Osgood Company
- Company type: Private
- Industry: Machinery manufacturing
- Founded: 1910
- Founder: Arthur Edgar "A.E." Cheney
- Defunct: 1954
- Fate: Acquired
- Successor: Marion Power Shovel Company
- Headquarters: Marion, Ohio, United States
- Area served: North America, South America
- Products: excavators, draglines

= Osgood Company =

The Osgood Company was a Marion, Ohio based manufacturer of heavy machinery, producing steam shovels, dragline excavators and cranes. What would eventually become Osgood Company was founded in 1910 as Marion Steam Shovel and Dredge Company by A.E. Cheney, the former head of sales for the Marion Steam Shovel Company. Marion Power Shovel acquired Osgood Company in 1954 and integrated Osgood's products into the Marion Power Shovel product line.

==History==
The company that would provide key intellectual property for what would become Osgood Shovel was established by William Carmichael, nephew of William Otis, the inventor of the steam shovel. Despite having introduced the first drag-line, Carmichael's Albany, New York based company folded in 1899. The assets of Charmichael's failed enterprise remained unused until Cheney and his financial backers acquired the rights to them and moved the machinery to Marion Ohio.

==Establishment==
Arthur Edgar Cheney, Sales Manager for Marion Steam Shovel, left that company after a disagreement with its CEO, George W. King, over products designed specifically for smaller jobs. King intended to take the company that he co-founded into the lucrative mining industry, while Cheney saw a need for machines that could operate in construction environments.
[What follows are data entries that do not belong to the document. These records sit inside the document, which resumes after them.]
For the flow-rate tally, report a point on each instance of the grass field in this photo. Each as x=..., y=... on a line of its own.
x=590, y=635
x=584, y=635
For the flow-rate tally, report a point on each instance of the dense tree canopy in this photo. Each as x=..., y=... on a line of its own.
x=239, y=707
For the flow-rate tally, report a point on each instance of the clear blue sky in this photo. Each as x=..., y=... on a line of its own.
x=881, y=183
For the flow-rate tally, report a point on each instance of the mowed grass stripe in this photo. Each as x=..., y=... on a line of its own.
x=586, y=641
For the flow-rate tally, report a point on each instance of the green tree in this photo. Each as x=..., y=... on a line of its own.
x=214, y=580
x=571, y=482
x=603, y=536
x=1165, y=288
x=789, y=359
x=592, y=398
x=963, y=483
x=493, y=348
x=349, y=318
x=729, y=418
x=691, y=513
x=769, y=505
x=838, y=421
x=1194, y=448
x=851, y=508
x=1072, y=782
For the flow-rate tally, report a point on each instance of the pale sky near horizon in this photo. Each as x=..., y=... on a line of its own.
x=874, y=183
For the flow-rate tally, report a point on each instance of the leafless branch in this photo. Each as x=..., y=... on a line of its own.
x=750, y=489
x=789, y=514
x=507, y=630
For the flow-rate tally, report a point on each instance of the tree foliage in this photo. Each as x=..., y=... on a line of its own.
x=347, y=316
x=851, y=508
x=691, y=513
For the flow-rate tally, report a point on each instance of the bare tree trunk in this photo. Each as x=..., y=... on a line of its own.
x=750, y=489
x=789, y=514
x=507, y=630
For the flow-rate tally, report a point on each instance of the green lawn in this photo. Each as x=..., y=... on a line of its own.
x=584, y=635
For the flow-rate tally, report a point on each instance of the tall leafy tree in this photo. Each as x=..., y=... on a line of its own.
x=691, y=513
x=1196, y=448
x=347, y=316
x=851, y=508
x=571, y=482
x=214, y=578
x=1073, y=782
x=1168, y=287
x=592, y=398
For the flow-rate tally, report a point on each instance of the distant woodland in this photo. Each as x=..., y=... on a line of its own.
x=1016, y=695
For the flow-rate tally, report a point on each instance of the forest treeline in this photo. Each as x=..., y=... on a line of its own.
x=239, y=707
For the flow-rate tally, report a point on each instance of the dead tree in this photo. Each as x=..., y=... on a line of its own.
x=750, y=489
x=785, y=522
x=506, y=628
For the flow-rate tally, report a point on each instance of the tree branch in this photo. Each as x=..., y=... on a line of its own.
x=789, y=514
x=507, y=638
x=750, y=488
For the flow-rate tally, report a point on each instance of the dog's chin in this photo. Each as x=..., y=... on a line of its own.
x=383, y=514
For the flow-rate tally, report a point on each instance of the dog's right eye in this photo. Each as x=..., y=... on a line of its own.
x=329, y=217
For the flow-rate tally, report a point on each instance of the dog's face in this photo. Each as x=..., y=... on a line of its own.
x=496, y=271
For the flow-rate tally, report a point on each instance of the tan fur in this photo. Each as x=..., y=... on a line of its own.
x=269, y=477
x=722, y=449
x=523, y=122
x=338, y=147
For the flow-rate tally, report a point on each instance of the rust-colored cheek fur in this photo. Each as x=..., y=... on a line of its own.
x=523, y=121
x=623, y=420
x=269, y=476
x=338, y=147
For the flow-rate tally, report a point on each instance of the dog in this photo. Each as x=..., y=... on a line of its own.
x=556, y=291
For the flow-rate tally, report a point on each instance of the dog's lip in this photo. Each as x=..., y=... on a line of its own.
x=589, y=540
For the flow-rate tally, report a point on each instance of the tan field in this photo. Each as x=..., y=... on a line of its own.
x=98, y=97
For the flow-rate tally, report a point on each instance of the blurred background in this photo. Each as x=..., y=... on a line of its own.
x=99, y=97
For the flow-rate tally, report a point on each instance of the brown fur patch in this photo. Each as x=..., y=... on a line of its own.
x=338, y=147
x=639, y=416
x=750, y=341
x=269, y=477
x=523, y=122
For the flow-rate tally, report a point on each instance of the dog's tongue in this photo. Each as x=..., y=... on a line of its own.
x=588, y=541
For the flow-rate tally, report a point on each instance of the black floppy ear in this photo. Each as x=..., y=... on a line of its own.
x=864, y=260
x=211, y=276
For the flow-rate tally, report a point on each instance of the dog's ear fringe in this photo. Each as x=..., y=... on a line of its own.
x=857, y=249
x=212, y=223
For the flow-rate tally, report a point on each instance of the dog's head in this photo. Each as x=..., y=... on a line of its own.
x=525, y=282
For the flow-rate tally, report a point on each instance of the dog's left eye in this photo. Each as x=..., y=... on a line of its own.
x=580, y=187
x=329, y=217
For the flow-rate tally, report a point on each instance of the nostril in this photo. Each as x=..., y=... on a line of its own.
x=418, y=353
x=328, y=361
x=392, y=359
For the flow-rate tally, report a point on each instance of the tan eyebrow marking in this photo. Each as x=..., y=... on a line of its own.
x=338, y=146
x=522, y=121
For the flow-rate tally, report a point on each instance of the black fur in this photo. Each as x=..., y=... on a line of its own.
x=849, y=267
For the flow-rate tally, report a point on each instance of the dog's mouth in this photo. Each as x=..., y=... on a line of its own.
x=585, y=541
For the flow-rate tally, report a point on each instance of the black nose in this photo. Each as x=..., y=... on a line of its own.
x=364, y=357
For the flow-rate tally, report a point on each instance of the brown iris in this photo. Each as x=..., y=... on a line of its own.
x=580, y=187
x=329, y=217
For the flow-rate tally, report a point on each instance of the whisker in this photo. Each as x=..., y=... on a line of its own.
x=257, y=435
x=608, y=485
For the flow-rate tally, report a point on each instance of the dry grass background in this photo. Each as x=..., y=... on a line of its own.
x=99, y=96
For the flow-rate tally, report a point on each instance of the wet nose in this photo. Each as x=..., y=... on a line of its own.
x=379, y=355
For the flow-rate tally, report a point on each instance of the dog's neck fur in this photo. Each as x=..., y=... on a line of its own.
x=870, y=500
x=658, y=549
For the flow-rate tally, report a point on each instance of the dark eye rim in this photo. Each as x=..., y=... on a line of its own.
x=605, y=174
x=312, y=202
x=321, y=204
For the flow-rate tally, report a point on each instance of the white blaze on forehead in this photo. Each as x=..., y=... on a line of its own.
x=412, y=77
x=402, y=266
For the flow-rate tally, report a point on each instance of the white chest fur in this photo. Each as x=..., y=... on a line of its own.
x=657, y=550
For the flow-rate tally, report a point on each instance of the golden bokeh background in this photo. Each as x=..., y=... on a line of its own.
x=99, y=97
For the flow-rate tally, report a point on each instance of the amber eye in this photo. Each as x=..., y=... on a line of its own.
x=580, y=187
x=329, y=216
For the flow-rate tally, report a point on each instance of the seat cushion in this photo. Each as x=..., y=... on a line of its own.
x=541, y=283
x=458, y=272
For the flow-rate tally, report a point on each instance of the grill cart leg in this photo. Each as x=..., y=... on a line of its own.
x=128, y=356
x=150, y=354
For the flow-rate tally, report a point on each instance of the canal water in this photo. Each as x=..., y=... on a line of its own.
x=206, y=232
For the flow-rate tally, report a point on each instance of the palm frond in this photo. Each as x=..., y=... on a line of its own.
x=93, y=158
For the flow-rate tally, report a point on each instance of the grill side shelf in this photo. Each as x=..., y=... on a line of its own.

To capitalize on his idea to produce construction machinery, Cheney purchased the assets of the defunct Osgood Manufacturing Company of Albany, New York.

In 1912 Marion Steam Shovel successfully sued Cheney's company for trademark infringement, and the company changed its name from Marion Steam Shovel and Dredge Company to Osgood Shovel Company, later shortened to the Osgood Company.

==Fate==
Osgood as an independent company ceased to exist in 1954 when it was acquired by Marion Power Shovel Company. Bucyrus International, Inc., purchased Marion Power Shovel in 1997. Bucyrus is being acquired by Caterpillar, Inc. in a transaction completed in the July 2011.